Social media and the rise of user-generated content has certainly bridged a lot of information gaps but also raised questions around authenticity leading to issues highlighted elsewhere in this piece, especially around fake news driven political propaganda. The issues become somewhat more serious if it were to be in the field of health and medicine. At the basic level, patients consulting ‘Google’ as their first port of call for a general physician and then self-medicating based on internet content is an issue in itself. But what if medical practitioners themselves were relying on ‘Youtube videos’ to pick up surgical skills and bridge the gap in their training? This piece by Christina Farr suggests the existence of thousands of such tutorial like videos and also the practice of using them to learn skills. Whilst many of them are genuinely helping young practitioners pick up skills, several are dubious in quality, thereby raising the likelihood of sub-optimal healthcare that could risk patients’ lives.
“CNBC found tens of thousands of videos showing a wide variety of medical procedures on the Google-owned video platform, some of them hovering around a million views. People have livestreamed giving birth and broadcast their face-lifts. One video, which shows the removal of a dense, white cataract, has gone somewhat viral and now has more than 1.7 million views. Others seem to have found crossover appeal with nonmedical viewers, such as a video from the U.K.-based group Audiology Associates showing a weirdly satisfying removal of a giant glob of earwax.

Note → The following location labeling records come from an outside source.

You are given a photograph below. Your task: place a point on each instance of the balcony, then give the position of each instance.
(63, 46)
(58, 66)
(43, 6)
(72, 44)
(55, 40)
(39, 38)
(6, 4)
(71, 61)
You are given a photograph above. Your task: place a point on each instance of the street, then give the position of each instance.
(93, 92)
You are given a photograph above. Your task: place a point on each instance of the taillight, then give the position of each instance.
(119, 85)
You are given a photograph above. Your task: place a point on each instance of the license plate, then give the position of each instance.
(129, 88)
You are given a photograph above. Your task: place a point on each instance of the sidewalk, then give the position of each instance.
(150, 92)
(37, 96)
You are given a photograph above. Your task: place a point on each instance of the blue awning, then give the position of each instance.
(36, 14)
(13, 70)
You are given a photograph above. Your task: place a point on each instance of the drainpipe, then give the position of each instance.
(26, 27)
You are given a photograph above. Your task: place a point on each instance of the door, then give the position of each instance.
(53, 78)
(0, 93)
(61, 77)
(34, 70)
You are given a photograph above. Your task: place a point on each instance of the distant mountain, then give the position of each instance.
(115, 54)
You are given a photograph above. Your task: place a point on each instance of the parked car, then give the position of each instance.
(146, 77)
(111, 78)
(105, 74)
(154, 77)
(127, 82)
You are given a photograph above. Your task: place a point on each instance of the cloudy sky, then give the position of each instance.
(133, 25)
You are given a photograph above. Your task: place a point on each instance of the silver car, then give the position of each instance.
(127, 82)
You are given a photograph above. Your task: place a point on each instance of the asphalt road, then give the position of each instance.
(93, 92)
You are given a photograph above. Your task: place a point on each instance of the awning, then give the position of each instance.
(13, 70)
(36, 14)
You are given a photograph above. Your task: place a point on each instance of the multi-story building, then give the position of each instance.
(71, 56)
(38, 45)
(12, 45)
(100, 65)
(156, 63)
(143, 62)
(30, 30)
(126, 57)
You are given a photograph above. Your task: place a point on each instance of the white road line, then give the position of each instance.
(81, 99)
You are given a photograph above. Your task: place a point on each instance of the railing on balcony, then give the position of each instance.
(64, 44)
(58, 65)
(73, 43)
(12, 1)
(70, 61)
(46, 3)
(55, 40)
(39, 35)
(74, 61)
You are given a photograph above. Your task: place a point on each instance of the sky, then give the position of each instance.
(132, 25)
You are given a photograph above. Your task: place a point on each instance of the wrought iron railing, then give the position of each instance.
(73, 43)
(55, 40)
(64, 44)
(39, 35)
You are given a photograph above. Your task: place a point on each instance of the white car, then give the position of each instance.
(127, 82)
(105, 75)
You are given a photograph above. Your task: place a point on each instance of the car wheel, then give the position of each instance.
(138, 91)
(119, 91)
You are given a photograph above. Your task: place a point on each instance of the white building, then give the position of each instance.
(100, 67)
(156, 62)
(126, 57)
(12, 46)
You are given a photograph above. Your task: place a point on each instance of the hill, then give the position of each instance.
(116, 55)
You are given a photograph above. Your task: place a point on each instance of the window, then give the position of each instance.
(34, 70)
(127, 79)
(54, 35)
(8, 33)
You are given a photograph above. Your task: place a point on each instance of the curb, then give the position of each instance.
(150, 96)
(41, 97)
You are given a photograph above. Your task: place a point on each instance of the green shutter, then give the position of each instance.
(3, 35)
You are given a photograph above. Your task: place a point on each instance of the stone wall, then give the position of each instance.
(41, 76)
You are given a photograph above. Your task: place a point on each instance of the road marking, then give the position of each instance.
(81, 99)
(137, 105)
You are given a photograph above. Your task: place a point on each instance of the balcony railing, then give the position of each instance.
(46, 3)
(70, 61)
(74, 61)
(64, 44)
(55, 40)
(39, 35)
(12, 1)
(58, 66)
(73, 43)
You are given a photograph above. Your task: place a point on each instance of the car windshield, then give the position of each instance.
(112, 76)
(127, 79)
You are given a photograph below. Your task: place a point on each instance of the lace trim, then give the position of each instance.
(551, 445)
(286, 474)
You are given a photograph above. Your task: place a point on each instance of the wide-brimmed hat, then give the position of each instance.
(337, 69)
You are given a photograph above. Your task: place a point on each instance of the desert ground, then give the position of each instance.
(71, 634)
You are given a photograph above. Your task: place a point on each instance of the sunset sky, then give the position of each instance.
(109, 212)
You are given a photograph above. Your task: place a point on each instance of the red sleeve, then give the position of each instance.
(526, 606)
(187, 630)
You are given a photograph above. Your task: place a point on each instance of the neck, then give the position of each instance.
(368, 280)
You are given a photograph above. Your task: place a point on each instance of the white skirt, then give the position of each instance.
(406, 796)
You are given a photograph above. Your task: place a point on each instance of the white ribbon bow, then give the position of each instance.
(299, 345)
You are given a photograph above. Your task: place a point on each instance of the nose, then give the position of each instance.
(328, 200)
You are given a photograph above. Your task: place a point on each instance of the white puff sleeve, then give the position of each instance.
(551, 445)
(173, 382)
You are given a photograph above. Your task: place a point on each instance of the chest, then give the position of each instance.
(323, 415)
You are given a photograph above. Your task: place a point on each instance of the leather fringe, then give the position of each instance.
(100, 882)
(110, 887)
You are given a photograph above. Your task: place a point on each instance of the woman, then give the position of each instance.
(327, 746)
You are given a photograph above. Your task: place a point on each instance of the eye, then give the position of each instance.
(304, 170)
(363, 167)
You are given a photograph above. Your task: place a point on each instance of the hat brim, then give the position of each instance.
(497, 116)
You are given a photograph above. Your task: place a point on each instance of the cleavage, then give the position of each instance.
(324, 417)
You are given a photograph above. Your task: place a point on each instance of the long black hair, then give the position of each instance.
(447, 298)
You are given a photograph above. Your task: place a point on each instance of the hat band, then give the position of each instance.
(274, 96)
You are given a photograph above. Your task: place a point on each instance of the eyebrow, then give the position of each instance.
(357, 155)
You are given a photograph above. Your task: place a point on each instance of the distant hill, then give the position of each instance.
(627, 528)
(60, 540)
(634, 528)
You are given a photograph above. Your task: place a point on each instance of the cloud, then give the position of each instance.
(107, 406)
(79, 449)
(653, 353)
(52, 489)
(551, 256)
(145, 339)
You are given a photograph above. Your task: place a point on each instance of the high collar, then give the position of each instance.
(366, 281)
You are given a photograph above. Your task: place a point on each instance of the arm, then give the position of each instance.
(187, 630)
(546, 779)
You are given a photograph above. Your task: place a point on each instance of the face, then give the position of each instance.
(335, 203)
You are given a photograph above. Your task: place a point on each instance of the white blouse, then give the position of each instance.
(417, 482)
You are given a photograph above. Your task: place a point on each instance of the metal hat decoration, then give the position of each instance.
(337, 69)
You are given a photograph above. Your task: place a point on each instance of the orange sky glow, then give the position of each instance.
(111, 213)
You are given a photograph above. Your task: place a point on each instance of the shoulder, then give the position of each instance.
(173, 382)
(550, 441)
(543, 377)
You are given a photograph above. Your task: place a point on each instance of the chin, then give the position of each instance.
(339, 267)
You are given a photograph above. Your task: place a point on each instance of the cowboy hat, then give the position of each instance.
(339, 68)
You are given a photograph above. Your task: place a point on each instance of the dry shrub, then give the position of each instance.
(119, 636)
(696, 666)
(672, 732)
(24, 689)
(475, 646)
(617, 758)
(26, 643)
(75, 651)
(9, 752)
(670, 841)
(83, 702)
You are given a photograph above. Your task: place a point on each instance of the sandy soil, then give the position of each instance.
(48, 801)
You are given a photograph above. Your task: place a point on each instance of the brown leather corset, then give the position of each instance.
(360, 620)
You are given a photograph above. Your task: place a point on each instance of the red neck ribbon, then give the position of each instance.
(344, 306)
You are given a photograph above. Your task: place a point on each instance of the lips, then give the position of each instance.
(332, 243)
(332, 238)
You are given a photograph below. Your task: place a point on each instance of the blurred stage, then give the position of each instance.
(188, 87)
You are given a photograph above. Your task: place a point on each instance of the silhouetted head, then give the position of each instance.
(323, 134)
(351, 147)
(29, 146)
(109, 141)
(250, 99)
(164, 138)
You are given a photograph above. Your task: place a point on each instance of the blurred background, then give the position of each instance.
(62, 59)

Doctors are uploading these videos to market themselves or to help others in the field, and the amount is growing by leaps and bounds. Researchers in January found more than 20,000 videos related to prostate surgery alone, compared with just 500 videos in 2009.
The videos are a particular boon for doctors in training. When the University of Iowa surveyed its surgeons, including its fourth-year medical students and residents, it found that YouTube was the most-used video source for surgical preparation by far.
…. How can doctors tell which videos are valid and which contain bogus information?
For instance, one recent study found more than 68,000 videos associated with a common procedure known as a distal radius fracture immobilization. The researchers evaluated the content for their technical skill demonstrated and educational skill, and created a score. Only 16 of the videos even met basic criteria, including whether they were performed by a health-care professional or institution. Among those, the scores were mixed. In several cases, the credentials of the person performing the procedure could not be identified at all.
Even more concerning, studies are finding that the YouTube algorithm is highly ranking videos where the technique isn’t optimal. A group of researchers found that for a surgical technique called a laparoscopic cholecystectomy, about half the videos showed unsafe maneuvers.”